What is the definition of Schizencephaly?

Schizencephaly is a rare congenital (present from birth) brain malformation in which abnormal slits or clefts form in the cerebral hemispheres of the brain. The signs and symptoms of this condition may include developmental delay, seizures, and problems with brain-spinal cord communication. People with schizencephaly may also have an abnormally small head (microcephaly); hydrocephalus; intellectual disability; partial or complete paralysis; and/or poor muscle tone (hypotonia). Severity of symptoms depends on many factors including the extent of the clefting and whether or not other brain abnormalities are present. Although the exact cause of schizencephaly is unknown, it has been linked to a variety of genetic and non-genetic factors. Treatment generally consists of physical therapy and drugs to prevent seizures. In cases that are complicated by hydrocephalus, a surgically implanted tube, called a shunt, is often used to divert fluid to another area of the body where it can be absorbed.

What are the causes for Schizencephaly?

The exact cause of schizencephaly is unknown. A small number of people with schizencephaly are found to have changes (mutations) in one of four genes: EMX2, SIX3, SHH, and COL4A1. Rarely, schizencephaly can affect more than one family member.
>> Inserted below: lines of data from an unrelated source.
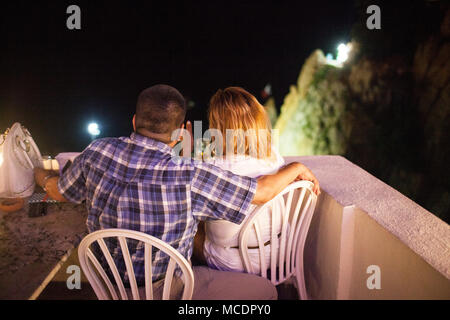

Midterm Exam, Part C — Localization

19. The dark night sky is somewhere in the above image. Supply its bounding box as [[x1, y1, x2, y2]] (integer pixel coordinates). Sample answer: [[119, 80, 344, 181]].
[[0, 0, 356, 155]]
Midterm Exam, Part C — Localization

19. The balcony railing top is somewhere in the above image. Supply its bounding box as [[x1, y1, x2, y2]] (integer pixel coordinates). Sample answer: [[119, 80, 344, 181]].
[[286, 156, 450, 279]]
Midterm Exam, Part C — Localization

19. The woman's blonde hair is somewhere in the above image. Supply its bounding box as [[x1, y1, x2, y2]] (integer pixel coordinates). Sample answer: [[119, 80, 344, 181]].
[[208, 87, 274, 159]]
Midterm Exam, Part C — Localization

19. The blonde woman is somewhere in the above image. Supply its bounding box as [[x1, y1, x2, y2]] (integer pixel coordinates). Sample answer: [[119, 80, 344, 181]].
[[194, 87, 284, 272]]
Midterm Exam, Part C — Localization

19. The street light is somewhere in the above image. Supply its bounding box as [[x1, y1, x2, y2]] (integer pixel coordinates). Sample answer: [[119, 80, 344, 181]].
[[336, 43, 351, 64], [87, 122, 100, 140]]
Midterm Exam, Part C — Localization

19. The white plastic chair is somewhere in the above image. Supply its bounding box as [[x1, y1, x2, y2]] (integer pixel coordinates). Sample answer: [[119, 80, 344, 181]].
[[239, 181, 317, 300], [78, 229, 194, 300]]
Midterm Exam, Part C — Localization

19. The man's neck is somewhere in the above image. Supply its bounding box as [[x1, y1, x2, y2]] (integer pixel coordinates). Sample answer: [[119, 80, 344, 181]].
[[135, 129, 172, 146]]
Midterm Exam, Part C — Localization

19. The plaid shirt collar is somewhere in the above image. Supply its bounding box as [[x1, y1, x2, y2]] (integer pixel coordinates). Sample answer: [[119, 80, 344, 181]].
[[130, 132, 172, 154]]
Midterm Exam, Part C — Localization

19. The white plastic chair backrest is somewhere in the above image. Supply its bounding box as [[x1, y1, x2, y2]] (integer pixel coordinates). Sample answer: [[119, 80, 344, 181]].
[[239, 181, 317, 296], [78, 229, 194, 300], [0, 122, 42, 198]]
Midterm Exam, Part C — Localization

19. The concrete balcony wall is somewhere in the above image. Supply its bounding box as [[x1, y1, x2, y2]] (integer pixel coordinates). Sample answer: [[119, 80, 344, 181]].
[[286, 156, 450, 299]]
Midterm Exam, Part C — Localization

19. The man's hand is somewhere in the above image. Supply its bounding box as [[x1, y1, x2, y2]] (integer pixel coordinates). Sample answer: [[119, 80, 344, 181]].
[[252, 162, 320, 205], [295, 163, 320, 195]]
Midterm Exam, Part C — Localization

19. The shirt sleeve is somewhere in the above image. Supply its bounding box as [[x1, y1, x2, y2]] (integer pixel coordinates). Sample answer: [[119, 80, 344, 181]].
[[191, 162, 257, 224], [58, 153, 87, 203]]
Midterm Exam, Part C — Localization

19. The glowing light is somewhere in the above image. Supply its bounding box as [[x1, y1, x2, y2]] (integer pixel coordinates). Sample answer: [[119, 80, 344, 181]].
[[336, 43, 351, 63], [88, 122, 100, 137]]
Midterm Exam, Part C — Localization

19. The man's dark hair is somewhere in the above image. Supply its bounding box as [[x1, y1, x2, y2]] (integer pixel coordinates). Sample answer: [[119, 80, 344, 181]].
[[136, 84, 186, 133]]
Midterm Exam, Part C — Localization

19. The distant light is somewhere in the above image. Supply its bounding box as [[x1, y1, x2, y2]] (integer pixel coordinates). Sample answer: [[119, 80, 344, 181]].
[[326, 53, 333, 61], [88, 122, 100, 137], [336, 43, 351, 64]]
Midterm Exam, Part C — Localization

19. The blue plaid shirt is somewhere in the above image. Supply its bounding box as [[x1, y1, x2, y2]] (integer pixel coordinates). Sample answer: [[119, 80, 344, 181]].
[[58, 133, 256, 284]]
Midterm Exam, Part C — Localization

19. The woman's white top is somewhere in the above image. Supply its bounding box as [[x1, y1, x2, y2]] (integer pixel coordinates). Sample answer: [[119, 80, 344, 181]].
[[204, 148, 284, 272]]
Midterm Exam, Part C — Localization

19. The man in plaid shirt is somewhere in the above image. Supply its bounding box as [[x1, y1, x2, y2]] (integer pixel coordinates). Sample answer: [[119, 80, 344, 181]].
[[36, 85, 319, 299]]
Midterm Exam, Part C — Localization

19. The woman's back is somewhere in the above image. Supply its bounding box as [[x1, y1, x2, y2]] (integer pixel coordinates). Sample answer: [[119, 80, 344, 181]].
[[204, 148, 284, 272]]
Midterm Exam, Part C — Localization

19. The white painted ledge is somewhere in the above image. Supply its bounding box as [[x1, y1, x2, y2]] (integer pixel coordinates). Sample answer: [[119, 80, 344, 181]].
[[285, 156, 450, 279]]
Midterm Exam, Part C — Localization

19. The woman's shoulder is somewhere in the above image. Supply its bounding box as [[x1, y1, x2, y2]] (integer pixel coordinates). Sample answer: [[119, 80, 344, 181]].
[[212, 149, 284, 177]]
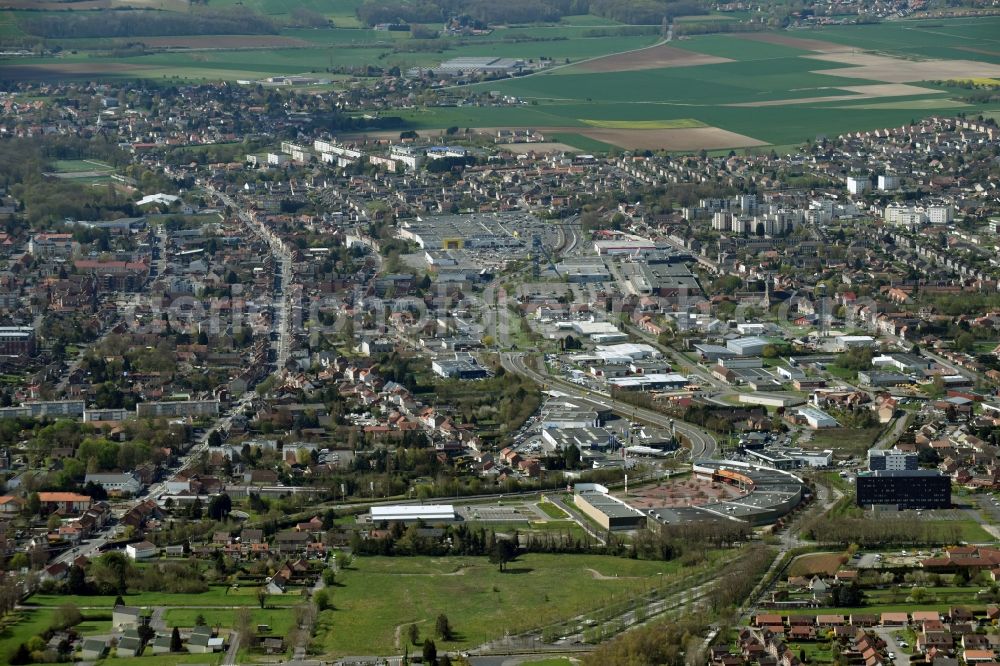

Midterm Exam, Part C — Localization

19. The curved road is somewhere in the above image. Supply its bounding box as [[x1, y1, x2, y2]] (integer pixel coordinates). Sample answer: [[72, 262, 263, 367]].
[[500, 353, 718, 460]]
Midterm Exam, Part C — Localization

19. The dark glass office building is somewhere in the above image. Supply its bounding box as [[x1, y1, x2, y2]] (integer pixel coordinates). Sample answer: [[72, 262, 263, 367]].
[[857, 470, 951, 509]]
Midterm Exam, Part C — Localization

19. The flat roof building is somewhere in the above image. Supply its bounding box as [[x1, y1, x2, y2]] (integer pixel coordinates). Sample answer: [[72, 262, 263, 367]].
[[856, 470, 951, 509], [573, 483, 646, 530], [370, 504, 457, 524], [726, 335, 771, 356]]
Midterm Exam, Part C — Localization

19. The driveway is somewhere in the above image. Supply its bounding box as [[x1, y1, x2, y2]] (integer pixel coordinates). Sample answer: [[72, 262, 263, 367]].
[[875, 629, 910, 666]]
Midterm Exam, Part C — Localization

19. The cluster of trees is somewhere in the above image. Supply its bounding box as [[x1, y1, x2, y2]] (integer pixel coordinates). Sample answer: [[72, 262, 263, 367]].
[[802, 517, 962, 548], [19, 7, 278, 39], [62, 552, 208, 596], [629, 523, 750, 563], [351, 523, 518, 556], [582, 613, 709, 666], [0, 137, 135, 232]]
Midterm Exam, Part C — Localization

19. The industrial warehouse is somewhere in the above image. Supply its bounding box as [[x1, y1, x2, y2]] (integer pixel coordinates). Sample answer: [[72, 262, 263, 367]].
[[573, 460, 805, 530]]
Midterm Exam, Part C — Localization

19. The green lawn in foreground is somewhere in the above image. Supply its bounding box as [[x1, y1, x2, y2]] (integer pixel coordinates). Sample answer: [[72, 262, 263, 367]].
[[0, 608, 55, 664], [317, 553, 708, 655]]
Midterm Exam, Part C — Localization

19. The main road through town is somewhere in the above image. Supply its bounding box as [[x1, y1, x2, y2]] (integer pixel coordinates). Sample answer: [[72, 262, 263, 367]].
[[500, 353, 718, 460]]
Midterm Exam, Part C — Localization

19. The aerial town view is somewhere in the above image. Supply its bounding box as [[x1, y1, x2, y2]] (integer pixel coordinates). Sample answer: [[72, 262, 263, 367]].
[[0, 0, 1000, 666]]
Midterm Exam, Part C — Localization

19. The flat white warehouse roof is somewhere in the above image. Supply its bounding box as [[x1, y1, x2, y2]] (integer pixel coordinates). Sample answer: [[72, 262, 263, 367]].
[[372, 504, 455, 521]]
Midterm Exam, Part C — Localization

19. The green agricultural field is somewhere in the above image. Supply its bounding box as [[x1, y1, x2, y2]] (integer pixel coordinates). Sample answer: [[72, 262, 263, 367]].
[[52, 160, 114, 173], [672, 34, 819, 61], [582, 118, 707, 129], [317, 554, 712, 655], [794, 16, 1000, 62], [931, 520, 996, 543], [551, 132, 615, 153]]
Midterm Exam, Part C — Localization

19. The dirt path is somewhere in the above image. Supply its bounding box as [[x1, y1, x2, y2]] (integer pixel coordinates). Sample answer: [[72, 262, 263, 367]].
[[584, 569, 640, 580]]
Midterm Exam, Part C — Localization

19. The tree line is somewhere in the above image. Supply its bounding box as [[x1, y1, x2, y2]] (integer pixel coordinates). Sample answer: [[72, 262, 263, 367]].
[[802, 516, 962, 548], [19, 7, 278, 39]]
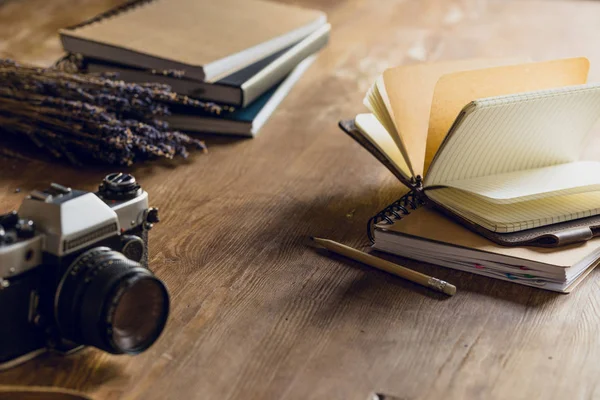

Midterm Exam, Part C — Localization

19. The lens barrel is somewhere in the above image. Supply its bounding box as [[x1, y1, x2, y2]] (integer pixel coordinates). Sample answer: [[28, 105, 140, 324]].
[[55, 247, 169, 354]]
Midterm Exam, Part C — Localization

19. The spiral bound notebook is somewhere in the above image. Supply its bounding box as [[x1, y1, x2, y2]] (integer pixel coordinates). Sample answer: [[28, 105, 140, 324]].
[[340, 58, 600, 246], [60, 0, 327, 82]]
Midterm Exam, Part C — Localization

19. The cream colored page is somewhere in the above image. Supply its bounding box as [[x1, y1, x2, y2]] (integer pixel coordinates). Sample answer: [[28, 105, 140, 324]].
[[354, 114, 411, 180], [363, 77, 403, 151], [383, 59, 522, 176], [424, 84, 600, 190], [64, 0, 324, 66], [386, 207, 600, 267], [444, 161, 600, 204], [425, 58, 589, 172], [427, 188, 600, 233]]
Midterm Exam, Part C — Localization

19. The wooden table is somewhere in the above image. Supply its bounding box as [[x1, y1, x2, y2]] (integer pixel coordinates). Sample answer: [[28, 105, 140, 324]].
[[0, 0, 600, 400]]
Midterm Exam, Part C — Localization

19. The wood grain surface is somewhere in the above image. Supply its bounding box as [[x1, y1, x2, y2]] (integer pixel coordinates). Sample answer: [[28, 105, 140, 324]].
[[0, 0, 600, 400]]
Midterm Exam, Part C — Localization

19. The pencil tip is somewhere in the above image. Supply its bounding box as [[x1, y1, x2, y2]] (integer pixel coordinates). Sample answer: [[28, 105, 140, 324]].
[[443, 284, 456, 296]]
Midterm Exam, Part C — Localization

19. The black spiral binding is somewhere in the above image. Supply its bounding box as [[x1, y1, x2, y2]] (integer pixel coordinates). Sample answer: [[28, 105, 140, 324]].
[[367, 177, 425, 243], [66, 0, 156, 30]]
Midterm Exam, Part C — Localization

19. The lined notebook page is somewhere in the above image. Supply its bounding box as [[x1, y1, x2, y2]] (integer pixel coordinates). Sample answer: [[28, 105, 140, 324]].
[[427, 188, 600, 233], [425, 84, 600, 187], [444, 161, 600, 204]]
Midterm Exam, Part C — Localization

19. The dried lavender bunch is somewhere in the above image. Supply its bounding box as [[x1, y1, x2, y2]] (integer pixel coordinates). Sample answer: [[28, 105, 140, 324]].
[[0, 60, 228, 165]]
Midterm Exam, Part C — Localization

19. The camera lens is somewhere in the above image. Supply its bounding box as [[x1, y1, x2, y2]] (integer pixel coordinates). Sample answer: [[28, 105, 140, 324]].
[[55, 247, 169, 354]]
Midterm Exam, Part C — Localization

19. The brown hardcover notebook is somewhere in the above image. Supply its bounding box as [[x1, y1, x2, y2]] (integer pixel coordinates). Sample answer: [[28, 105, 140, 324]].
[[373, 207, 600, 293], [340, 58, 600, 246], [60, 0, 327, 82]]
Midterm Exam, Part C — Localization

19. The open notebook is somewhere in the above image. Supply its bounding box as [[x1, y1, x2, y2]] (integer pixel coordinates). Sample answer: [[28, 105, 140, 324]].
[[340, 58, 600, 246]]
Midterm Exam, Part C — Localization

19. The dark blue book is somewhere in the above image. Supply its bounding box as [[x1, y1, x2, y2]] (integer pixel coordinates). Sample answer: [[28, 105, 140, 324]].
[[164, 55, 316, 137]]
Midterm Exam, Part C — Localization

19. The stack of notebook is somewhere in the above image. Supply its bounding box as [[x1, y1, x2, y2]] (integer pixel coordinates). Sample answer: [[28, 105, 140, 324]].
[[60, 0, 331, 136], [340, 58, 600, 292]]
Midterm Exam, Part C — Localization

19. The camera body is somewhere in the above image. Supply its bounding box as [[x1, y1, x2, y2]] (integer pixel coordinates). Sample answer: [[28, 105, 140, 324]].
[[0, 173, 168, 370]]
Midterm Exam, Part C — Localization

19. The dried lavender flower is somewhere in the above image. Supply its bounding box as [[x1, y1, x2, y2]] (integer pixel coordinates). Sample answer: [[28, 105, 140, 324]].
[[0, 59, 231, 165]]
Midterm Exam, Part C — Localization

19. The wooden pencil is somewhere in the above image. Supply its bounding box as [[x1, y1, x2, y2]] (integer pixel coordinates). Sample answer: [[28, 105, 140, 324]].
[[311, 237, 456, 296]]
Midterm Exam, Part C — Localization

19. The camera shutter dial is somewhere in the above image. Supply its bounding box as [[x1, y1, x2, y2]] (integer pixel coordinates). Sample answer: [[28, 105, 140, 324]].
[[121, 235, 145, 262], [98, 172, 142, 200]]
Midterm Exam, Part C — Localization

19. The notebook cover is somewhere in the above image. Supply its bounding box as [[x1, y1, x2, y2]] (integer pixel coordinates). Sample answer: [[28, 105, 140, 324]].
[[60, 0, 325, 80]]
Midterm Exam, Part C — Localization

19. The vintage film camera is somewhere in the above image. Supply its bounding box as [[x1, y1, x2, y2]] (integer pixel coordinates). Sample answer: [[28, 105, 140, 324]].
[[0, 173, 169, 370]]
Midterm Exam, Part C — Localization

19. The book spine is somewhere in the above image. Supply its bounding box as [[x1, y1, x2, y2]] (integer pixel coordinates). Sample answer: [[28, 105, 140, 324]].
[[242, 24, 331, 107], [65, 0, 156, 30], [367, 180, 426, 243]]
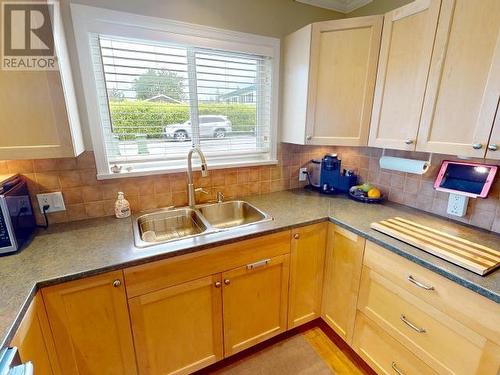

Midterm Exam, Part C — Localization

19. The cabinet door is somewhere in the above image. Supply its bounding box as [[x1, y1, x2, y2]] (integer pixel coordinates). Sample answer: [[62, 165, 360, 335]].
[[306, 16, 382, 146], [42, 271, 137, 375], [288, 223, 328, 328], [10, 294, 61, 375], [129, 274, 222, 375], [369, 0, 441, 151], [417, 0, 500, 158], [0, 2, 85, 160], [322, 224, 365, 344], [222, 254, 290, 356]]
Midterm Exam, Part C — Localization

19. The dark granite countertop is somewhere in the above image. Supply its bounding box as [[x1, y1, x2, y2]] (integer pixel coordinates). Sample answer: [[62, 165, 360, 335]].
[[0, 190, 500, 347]]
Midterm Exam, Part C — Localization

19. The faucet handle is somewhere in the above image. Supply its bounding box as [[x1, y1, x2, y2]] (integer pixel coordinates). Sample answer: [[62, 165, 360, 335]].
[[217, 191, 224, 203]]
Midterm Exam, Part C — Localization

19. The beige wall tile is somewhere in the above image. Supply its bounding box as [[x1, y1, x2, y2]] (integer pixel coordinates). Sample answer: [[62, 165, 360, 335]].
[[66, 204, 87, 221], [59, 171, 83, 188], [62, 187, 83, 205], [4, 148, 500, 233], [35, 172, 61, 191], [7, 160, 34, 173], [85, 201, 106, 217], [81, 185, 104, 203]]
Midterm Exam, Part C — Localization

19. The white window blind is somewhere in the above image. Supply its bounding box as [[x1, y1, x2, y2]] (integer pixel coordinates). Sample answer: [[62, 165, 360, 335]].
[[89, 33, 276, 174]]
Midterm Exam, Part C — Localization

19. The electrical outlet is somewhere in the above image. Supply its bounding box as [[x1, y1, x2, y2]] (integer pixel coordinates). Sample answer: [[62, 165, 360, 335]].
[[446, 193, 469, 217], [299, 168, 307, 181], [36, 191, 66, 214]]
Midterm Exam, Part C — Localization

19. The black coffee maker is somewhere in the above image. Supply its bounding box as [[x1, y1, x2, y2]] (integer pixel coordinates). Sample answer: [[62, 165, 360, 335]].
[[320, 154, 358, 194]]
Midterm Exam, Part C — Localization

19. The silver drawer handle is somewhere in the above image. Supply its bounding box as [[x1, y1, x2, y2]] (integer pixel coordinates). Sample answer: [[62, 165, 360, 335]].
[[408, 275, 434, 290], [247, 259, 271, 270], [391, 362, 405, 375], [400, 314, 426, 333]]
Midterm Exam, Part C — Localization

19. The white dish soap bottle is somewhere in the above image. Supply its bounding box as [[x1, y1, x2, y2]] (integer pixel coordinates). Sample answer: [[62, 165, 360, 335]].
[[115, 191, 130, 219]]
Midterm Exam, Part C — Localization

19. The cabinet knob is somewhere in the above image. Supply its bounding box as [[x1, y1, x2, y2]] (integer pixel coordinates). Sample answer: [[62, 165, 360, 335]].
[[472, 143, 483, 150]]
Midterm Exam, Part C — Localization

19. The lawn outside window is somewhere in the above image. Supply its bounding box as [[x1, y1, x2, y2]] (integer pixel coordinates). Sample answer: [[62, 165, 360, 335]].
[[71, 4, 279, 179]]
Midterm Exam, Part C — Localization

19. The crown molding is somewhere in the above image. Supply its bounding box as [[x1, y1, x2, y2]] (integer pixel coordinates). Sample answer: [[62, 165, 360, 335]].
[[295, 0, 373, 13]]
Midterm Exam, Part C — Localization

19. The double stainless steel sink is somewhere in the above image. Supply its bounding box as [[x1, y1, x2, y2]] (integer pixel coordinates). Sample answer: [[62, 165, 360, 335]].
[[133, 201, 272, 247]]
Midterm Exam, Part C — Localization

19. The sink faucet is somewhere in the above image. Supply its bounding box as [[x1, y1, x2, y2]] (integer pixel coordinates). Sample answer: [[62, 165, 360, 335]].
[[188, 146, 208, 208]]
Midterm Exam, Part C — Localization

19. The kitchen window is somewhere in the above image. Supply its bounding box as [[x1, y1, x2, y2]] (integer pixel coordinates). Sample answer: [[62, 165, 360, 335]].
[[72, 5, 279, 178]]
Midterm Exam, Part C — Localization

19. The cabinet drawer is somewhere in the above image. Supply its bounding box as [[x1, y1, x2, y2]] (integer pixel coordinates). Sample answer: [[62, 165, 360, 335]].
[[352, 311, 437, 375], [363, 241, 500, 345], [358, 267, 494, 375], [124, 231, 290, 298]]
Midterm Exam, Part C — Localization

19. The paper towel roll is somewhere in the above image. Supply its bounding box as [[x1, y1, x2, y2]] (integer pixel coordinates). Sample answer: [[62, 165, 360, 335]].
[[379, 156, 430, 174]]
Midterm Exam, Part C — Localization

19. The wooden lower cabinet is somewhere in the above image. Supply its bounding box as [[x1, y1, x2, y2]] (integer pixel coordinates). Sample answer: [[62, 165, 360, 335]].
[[321, 224, 365, 344], [222, 254, 290, 357], [129, 274, 223, 375], [358, 266, 498, 375], [42, 271, 137, 375], [352, 312, 438, 375], [288, 222, 328, 328], [10, 294, 61, 375]]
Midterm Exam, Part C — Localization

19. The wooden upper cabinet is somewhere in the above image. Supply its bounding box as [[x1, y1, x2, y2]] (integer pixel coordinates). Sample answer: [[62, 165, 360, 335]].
[[0, 2, 84, 160], [321, 224, 365, 344], [369, 0, 441, 151], [288, 223, 328, 328], [42, 271, 137, 375], [222, 254, 290, 357], [417, 0, 500, 158], [129, 274, 223, 375], [486, 106, 500, 160], [282, 16, 382, 146], [10, 294, 61, 375]]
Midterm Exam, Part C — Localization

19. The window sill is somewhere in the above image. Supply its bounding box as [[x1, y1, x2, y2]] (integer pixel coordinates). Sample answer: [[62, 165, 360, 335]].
[[97, 159, 278, 180]]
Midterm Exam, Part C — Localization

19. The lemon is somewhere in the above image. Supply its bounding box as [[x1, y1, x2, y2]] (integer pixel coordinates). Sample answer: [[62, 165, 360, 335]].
[[368, 188, 382, 199]]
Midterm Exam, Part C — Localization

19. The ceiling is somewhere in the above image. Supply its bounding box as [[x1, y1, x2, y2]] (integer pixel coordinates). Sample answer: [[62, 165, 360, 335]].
[[295, 0, 373, 13]]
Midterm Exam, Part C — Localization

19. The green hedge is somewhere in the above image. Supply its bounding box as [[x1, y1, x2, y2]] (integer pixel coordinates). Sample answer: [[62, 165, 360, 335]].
[[109, 101, 256, 139]]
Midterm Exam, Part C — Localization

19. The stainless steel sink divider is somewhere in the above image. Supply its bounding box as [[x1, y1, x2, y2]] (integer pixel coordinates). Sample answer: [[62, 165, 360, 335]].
[[132, 201, 273, 248]]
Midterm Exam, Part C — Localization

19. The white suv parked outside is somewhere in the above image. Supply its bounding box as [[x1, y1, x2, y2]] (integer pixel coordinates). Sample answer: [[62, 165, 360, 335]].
[[163, 115, 232, 141]]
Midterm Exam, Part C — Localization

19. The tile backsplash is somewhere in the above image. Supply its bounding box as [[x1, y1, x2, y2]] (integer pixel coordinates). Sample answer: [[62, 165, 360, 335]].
[[0, 143, 500, 233]]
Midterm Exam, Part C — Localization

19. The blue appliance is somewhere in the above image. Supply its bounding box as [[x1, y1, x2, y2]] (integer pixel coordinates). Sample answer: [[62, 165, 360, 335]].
[[320, 154, 358, 194]]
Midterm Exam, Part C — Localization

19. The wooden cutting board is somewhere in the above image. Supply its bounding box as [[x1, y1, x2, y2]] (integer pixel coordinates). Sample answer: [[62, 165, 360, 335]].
[[371, 217, 500, 276]]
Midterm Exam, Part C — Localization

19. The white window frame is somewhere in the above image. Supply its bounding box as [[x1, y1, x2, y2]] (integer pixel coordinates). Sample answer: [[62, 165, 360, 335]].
[[71, 4, 280, 179]]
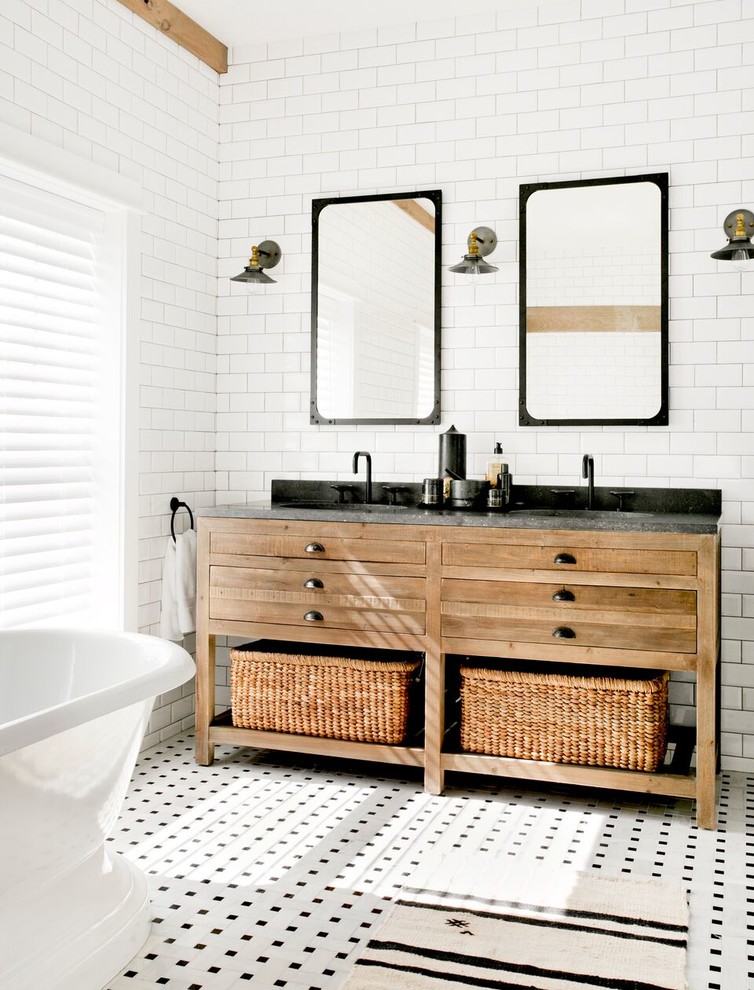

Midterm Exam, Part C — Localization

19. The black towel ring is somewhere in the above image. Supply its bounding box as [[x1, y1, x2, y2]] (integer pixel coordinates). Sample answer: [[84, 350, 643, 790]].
[[170, 495, 194, 543]]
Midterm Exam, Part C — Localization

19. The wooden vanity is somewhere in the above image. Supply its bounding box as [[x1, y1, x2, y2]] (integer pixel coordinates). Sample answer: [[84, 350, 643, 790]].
[[196, 507, 720, 828]]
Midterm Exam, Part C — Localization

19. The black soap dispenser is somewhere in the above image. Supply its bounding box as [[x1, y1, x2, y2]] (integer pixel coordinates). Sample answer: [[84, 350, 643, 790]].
[[485, 443, 508, 488], [437, 426, 466, 480]]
This supports a genetic cause in some cases. Schizencephaly has also been linked to a variety of non-genetic factors, including young maternal age and certain medications and infections that can cause vascular disruptions (disruption of blood flow or blood supply) in a developing baby.

What are the symptoms for Schizencephaly?

Signs and symptoms of schizencephaly may include:
  • Developmental delay
  • Seizures
  • Abnormally small head (microcephaly)
  • Intellectual disability
  • Partial or complete paralysis
  • Poor muscle tone (hypotonia)
  • Hydrocephalus
Severity of symptoms depends on many factors, including the extent of the clefting and whether or not other brain abnormalities are present. For example, people with a small cleft in one hemisphere may have paralysis on one side of the body and little to no intellectual disability, while clefts in both hemispheres can lead to quadriplegia (paralysis of both arms and legs) and severe intellectual disability.

What are the current treatments for Schizencephaly?

The best treatment options for people with schizencephaly depend on many factors, including the severity of the condition and the signs and symptoms present. For example, people with developmental delay (i.e. delayed motor milestones) or partial paralysis may be referred for physical therapy and/or occupational therapy. Medications are often prescribed to prevent seizures. In cases that are complicated by hydrocephalus, a surgically implanted tube, called a shunt, is often used to divert fluid to another area of the body where it can be absorbed.

What is the outlook (prognosis) for Schizencephaly?

The long-term outlook for people with schizencephaly varies depending on the size and location of the clefts and the extent of intellectual disabilities. For example, children with a small cleft in one hemisphere may have paralysis on one side of the body and little to no intellectual disability, while clefts in both hemispheres can lead to quadriplegia (paralysis of both arms and legs) and severe intellectual disability.

Is Schizencephaly an inherited disorder?

Although the exact cause of schizencephaly is unknown, most cases are not thought to be inherited. Rarely, schizencephaly can affect more than one family member. This suggests that in some cases, schizencephaly may be hereditary. Both autosomal dominant and autosomal recessive patterns of inheritance have been reported.